Kaden squinted. A dark shape was moving across the gathering gloom high above the mountain peaks. He raised the lens to his eye once more, and a second bird burst into view, winging in hard and fast.
“’Shael take it,” he swore.
“Take care,” Pyrre murmured without opening her eyes. “That’s my god you’re invoking.” The woman rooted awkwardly beneath her back, tossed aside a sharp rock, then settled once more.
“They’ve got a second bird,” Kaden said. “You want to see?”
“Not particularly.”
“We don’t know who these new ones are.”
“We don’t know who any of them are except for Adiv, who’s a bastard, and Ut, who’s a much bigger bastard with a very large sword. Their names don’t matter. What matters is that they want to kill you and they are setting up to make a very thorough job of it.”
“We might learn something.”
“We will learn that there are five of them with two swords apiece. Making ten swords, if you’re keeping count. They will also carry belt knives and at least two will have bows, maybe all five. By my count, that gives them rougly fifteen more weapons than we have, not counting, of course, whatever explosives they’ve brought.”
“You’ve studied the Kettral.”
“I’ve studied everyone I might have to kill,” Pyrre replied, “and they will be harder to kill than most. I don’t need to look at them to know that.”
“Well, I want to see,” Triste said, wriggling forward on her elbows, shouldering past the drowsing assassin.
She raised the glass, frowned, then slowly shifted it, following the bird as it approached. Kaden watched it with his naked eye, squinting as it landed. He could make out the dismounting soldiers, shadows in the gathering dusk, but nothing more.
“The new soldiers don’t seem to be getting on as well as the first ones did,” she said after few moments.
“Meaning what?” Kaden asked.
“I’m not sure. There seems to be some sort of standoff. Here.”
Kaden took the long lens and trained it on the far pass. It took him a minute to sort out the new Kettral from those already there.

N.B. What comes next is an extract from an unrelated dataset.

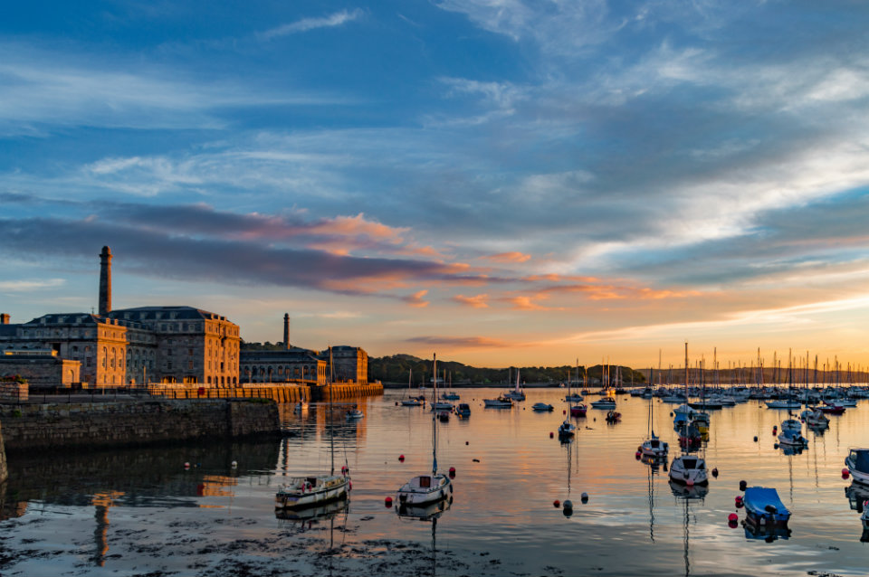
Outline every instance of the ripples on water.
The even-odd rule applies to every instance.
[[[549,432],[564,418],[564,390],[530,389],[528,400],[512,410],[483,409],[482,400],[496,390],[458,393],[473,413],[438,425],[438,463],[444,470],[455,467],[457,477],[454,501],[436,524],[399,518],[384,506],[384,498],[395,497],[409,478],[430,470],[432,457],[428,409],[396,406],[404,392],[387,391],[359,399],[366,417],[356,422],[345,421],[340,410],[329,421],[324,406],[311,404],[301,415],[283,406],[288,436],[281,441],[11,455],[0,571],[216,574],[227,560],[253,567],[266,560],[281,572],[291,555],[292,571],[319,574],[332,563],[320,553],[342,547],[345,559],[359,563],[340,565],[345,572],[369,570],[378,556],[389,558],[399,550],[419,556],[414,557],[419,564],[378,570],[442,575],[869,572],[869,544],[860,541],[859,516],[852,508],[869,497],[869,488],[846,490],[851,481],[841,478],[848,448],[869,444],[866,402],[831,417],[823,434],[804,432],[809,447],[797,455],[774,448],[772,427],[787,411],[757,402],[711,411],[710,440],[701,453],[720,475],[711,478],[708,491],[686,498],[671,487],[663,467],[635,458],[647,430],[645,400],[620,396],[623,418],[616,425],[604,421],[606,411],[589,409],[587,418],[575,421],[575,440],[561,444]],[[556,411],[533,412],[530,406],[539,401]],[[678,450],[673,409],[654,401],[655,431]],[[329,507],[316,512],[319,516],[277,518],[273,493],[285,477],[329,469],[329,422],[336,469],[346,462],[353,478],[349,506]],[[231,468],[233,460],[237,468]],[[189,470],[185,461],[192,464]],[[741,526],[728,526],[740,479],[778,489],[793,513],[788,539],[749,539]],[[579,499],[583,492],[590,497],[586,504]],[[569,517],[552,506],[567,498],[575,504]],[[739,514],[744,517],[743,510]],[[430,554],[433,537],[436,558]],[[318,554],[308,559],[303,553]]]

“This Wing has a woman, too,” he said, “long red hair. And … two women, although the second one doesn’t look like she’s much older than you.”
“Is she wearing blacks?” Pyrre asked.
Kaden nodded. “And she’s carrying a bow. The thing is practically as big as she is.”
“Don’t let her size fool you,” the assassin replied. “A killer doesn’t always look like a killer. The girl may be young, but if she’s flying missions for the Eyrie, she can probably put an arrow through your eye at three hundred paces. You know, the Kettral tried to clear out Rassambur once—one of your revered ancestors decided he didn’t like the idea of a church of Ananshael up in the Ancaz. They sent ten Wings, ten veteran Wings…”
The assassin continued talking, but Kaden had ceased to hear the words. He had brought the long lens around to the commander of this second Wing—a tall, sun-darkened youth with short hair, a grim set to his mouth, and eyes dark as pools of pitch. At first he’d been paying more attention to the youth’s altercation with Micijah Ut. The two were arguing about something, the Aedolian had his blade drawn, and other soldiers were drifting toward their commander as though sensing a fight. Kaden was about to take another look at the bird when something drew him back to that face. The sun had all but set and the light was poor, and at first he thought the shadows were playing tricks on him, but then the commander chopped downward with a hand, a curt, exasperated gesture, and Kaden knew. The eyes were darker, somehow, and bleaker. The mischievious boy had become a man grown, with a man’s height and a soldier’s build, but Kaden knew that gesture and he knew the face, even after eight years. He struggled to make sense of what was happening on the far pass, but even as he watched he felt the cold blade of betrayal take him through the gut. He lowered the glass.